Peering deep into the cell to reveal essential components in cell division

The cell is the basic biological unit of all known living organisms, and the core of the cell is the nucleus, which contains the majority of the cell's genetic material. The largest structure in the nucleus of eukaryotic cells is the nucleolus. It is best known as the site of production of ribosome—the "factory" for protein production. The nucleolus also plays a role in the cell's response to stress and is tightly connected to cell cycle progression.

In spite of this great deal of knowledge about the nucleolus, the relationship between cell cycle progression and nucleolar integrity remains poorly understood. Gaining a deeper understanding of the nucleolus is valuable, as malfunction of nucleoli can be the cause of several human conditions called nucleolopathies. Furthermore, the nucleolus has been investigated as a target for cancer diagnosis.
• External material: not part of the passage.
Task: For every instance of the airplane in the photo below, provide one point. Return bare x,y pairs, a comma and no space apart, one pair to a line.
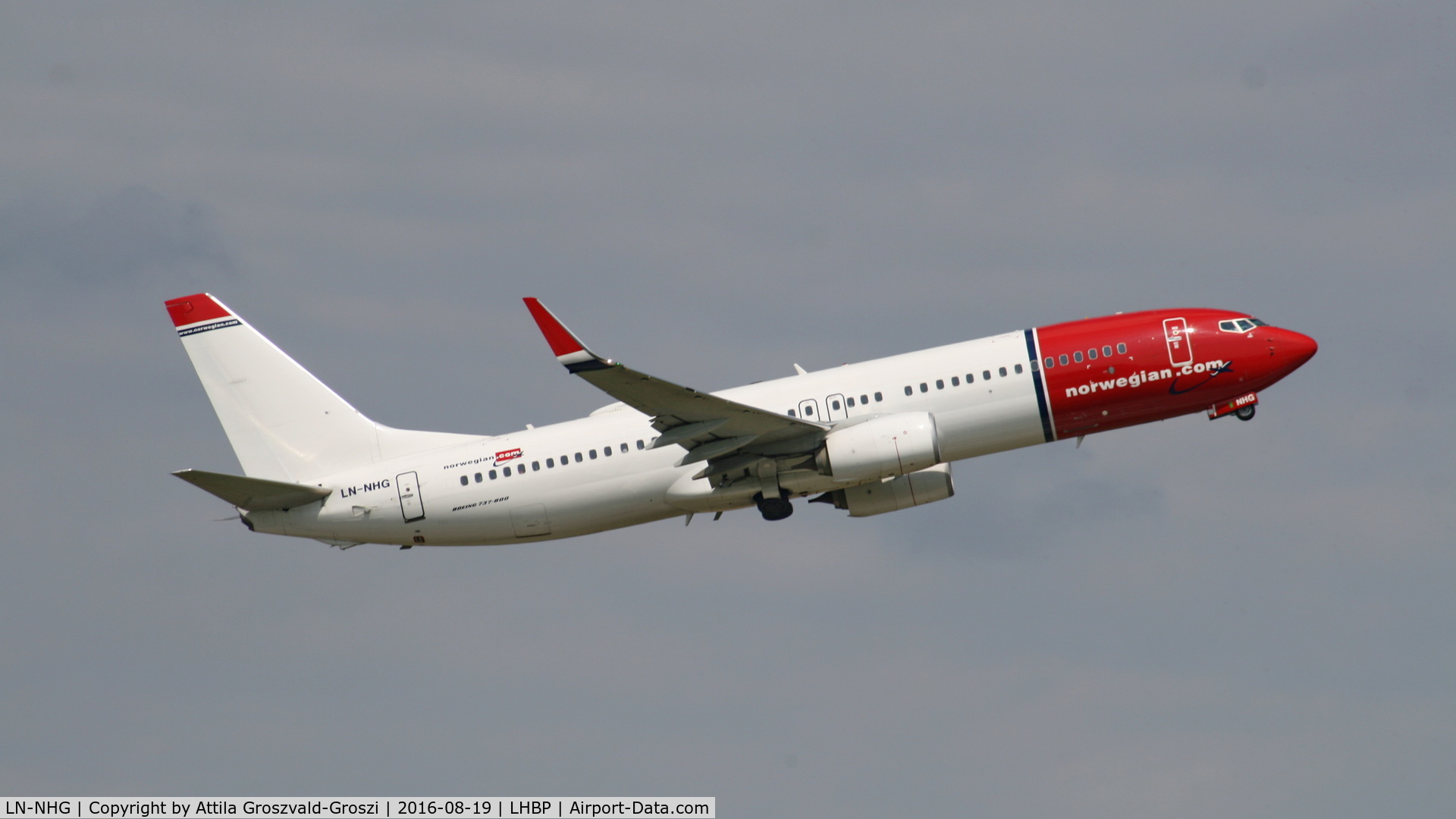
870,438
Recently, a team of University of Tsukuba-centered researchers made a breakthrough in the study of the nucleolus, and published their findings in Science Advances.

"We examined the role of nucleolar proteins in mitosis (cell division) in human cell lines by performing a global analysis using small interfering RNAs specific to nucleolar proteins; we focused on the protein NOL11, with currently unknown mitotic functions," first author of the study Yuki Hayashi explains. "NOL11 depletion reduced ribosomal RNA levels and caused nucleolar disruption during interphase."

Nucleolar disassembly during mitosis appears to be a programmed event in line with the activation of the protein kinase Cdk1 that is tightly regulated during the cell cycle. In contrast to the physiological mitotic nucleolar disassembly, "untimely" interphase nucleolar disruption is induced when rRNA transcription is suppressed by a variety of stressors. Notably, when interphase nucleolar disruption is induced following depletion of several rRNA transcription factors, Wee1, a kinase that phosphorylates and inhibits Cdk1, accumulates. At the same time, Cdk1 activity decreases. All these lead to delayed mitotic entry.

"Our findings therefore suggest that maintenance of nucleolar integrity during interphase is essential for proper cell cycle progression to mitosis via the regulation of Cdk1 and Wee1," senior author Keiji Kimura says. "This is the first study, to our knowledge, to provide evidence that the maintenance of nucleolar structure is essential for proper timing of mitotic entry."